The Synoptic Gospels and John: As mentioned in the Index, the first three Gospels are called “synoptic,” i.e., “seen together,” “a general view,” because combined they present a general and harmonized view of Christ’s life as distinguished from the Gospel of John, who writes for Christians as an eye witness and for a special purpose.
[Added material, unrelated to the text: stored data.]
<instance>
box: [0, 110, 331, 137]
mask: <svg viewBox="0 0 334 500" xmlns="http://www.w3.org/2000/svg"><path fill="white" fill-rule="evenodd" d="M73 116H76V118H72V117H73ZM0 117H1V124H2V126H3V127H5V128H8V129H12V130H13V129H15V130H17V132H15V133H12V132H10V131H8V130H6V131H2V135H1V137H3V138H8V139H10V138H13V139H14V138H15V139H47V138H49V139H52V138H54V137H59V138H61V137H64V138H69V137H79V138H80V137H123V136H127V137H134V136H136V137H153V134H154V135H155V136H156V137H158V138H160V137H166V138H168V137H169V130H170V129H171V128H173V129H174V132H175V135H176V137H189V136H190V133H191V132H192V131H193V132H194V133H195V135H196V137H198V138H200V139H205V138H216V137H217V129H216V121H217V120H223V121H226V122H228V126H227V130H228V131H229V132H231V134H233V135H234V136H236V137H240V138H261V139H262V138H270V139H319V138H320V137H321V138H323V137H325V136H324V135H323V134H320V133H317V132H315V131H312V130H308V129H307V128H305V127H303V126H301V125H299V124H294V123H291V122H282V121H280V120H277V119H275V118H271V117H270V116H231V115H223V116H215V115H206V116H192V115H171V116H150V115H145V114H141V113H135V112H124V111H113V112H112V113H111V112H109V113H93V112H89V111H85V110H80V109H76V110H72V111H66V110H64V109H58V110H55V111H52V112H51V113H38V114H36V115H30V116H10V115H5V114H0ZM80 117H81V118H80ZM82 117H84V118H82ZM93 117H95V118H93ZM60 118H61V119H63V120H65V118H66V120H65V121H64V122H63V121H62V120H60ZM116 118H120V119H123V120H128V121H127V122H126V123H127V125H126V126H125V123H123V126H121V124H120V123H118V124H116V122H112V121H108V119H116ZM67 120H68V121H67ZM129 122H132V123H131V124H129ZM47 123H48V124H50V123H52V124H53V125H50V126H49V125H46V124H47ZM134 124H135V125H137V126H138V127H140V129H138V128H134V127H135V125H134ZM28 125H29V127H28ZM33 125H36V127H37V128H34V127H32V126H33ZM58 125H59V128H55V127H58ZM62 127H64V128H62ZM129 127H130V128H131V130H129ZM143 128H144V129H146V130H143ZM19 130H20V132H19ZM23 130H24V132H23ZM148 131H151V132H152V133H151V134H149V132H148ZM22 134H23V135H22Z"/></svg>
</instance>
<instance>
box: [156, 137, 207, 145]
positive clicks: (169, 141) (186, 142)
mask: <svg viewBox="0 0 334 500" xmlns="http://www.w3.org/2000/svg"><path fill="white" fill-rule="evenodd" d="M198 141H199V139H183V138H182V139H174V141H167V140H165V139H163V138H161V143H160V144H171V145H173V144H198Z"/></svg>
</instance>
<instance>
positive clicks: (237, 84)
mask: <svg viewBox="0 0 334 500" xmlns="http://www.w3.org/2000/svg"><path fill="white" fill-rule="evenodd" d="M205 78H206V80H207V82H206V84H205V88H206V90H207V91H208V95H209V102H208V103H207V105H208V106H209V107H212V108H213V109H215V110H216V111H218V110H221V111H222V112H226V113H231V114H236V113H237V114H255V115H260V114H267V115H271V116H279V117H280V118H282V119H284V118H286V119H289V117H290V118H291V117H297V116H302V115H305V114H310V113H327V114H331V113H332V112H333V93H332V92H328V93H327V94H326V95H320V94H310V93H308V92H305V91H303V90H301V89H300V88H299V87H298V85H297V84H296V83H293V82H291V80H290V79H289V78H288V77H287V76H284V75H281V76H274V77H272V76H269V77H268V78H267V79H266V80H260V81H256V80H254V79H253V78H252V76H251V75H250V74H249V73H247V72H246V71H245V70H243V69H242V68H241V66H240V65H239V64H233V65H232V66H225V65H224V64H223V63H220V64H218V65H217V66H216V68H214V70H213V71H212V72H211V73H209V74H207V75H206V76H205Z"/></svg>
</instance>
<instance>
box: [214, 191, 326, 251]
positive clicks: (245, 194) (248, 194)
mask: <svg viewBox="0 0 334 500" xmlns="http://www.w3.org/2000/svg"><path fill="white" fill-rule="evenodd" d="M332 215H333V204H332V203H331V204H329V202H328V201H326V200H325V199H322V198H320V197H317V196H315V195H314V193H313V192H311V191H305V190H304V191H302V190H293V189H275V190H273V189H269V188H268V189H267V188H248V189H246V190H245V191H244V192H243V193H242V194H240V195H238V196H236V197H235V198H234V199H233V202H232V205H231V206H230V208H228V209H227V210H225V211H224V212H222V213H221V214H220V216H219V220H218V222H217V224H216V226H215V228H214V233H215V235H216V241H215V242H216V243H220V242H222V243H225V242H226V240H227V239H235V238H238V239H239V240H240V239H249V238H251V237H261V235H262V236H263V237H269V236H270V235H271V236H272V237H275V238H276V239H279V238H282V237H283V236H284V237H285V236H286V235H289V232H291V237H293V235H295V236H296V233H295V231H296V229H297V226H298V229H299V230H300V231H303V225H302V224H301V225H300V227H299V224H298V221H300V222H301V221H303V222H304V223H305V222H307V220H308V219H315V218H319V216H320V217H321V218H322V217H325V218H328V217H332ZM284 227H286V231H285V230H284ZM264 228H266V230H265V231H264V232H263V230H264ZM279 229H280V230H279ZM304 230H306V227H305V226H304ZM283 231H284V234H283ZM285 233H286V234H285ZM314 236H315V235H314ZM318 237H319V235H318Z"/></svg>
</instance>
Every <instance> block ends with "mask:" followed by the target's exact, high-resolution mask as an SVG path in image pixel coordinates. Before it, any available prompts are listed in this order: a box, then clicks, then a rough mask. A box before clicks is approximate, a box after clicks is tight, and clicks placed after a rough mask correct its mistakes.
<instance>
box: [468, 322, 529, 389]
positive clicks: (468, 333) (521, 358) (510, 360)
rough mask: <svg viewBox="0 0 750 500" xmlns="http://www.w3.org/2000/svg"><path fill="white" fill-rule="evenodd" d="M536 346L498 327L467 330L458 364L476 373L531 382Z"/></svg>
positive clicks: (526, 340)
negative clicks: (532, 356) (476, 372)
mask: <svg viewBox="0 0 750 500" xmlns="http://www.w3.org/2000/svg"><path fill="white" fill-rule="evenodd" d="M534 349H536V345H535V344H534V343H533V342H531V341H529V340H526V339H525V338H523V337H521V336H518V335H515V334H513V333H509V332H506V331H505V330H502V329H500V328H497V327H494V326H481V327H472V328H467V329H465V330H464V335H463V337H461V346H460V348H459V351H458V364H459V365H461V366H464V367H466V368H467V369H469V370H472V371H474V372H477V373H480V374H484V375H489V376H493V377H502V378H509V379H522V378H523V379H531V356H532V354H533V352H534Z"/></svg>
Why four Gospels: The existence of four separate and mainly, if not absolutely independent Gospels is a great blessing to the church: (a) it furnishes Christians with such a weight of contemporaneous testimony as is wanting to the vast majority of events in ancient history – a fourfold cord is not easily broken; (b) Jesus is presented to us from several different points of view, each different, yet each the same, each a separate mirror to take in the side presented to it but all disclosing in lifelike harmony the one grand Person – even a man cannot be understood when seen from one point of view, how much less the Son of God; and (c) it is this fourfold view that presents Jesus as the Savior of all men, of all races, of all tendencies of thought.

Matthew’s is the Gospel for the Jews, the Gospel of the past, the Gospel which sees in Christianity a fulfillment of Judaism, the Gospel of discourses, the didactic Gospel, the Gospel which represents Christ as the Messiah of the Jew.

His emblem is the man: expressing the kingly and human characteristics of Christ. Mark’s is the Gospel for the Romans, the Gospel of the present, the Gospel of incident, the anecdotal Gospel, the Gospel which represents Christ as the Son of God and Lord of the world.

His emblem is the lion: expressing courage, dignity, and energy. Luke’s is the Gospel for the Greeks, the Gospel of the future, the Gospel of progressive Christianity, of the universality and gratuitousness of the Gospel, the historic Gospel, the Gospel of Jesus as the Good Physician and the Savior of Mankind.

His emblem is the ox: expressing power and sacrifice, Christ’s priestly and mediatorial office. John’s is preeminently the Gospel for the church, the Gospel of eternity, the spiritual Gospel, the Gospel of Christ as the Eternal Son, and the Incarnate Word.

His emblem is the eagle: because he soars to heaven above the clouds of human infirmity and reveals to us the mysteries of the Godhead, and the felicities of eternal life, gazing on the light of immutable truth with a keen and steady eye.

Conclusion: Like Ezekiel’s cherubim (Ezek. 1), the “fourfold visaged four,” the Gospels are four in number; like them, they are the chariot of God who sitteth between the cherubim; like them, they bear him on a winged throne into all lands; like them, they move wherever the Spirit guides them; like them, they are marvelously joined together, intertwined with coincidences and differences, wing interwoven with wing, and wheel interwoven with wheel; like them, they are full of eyes, and sparkle with heavenly light.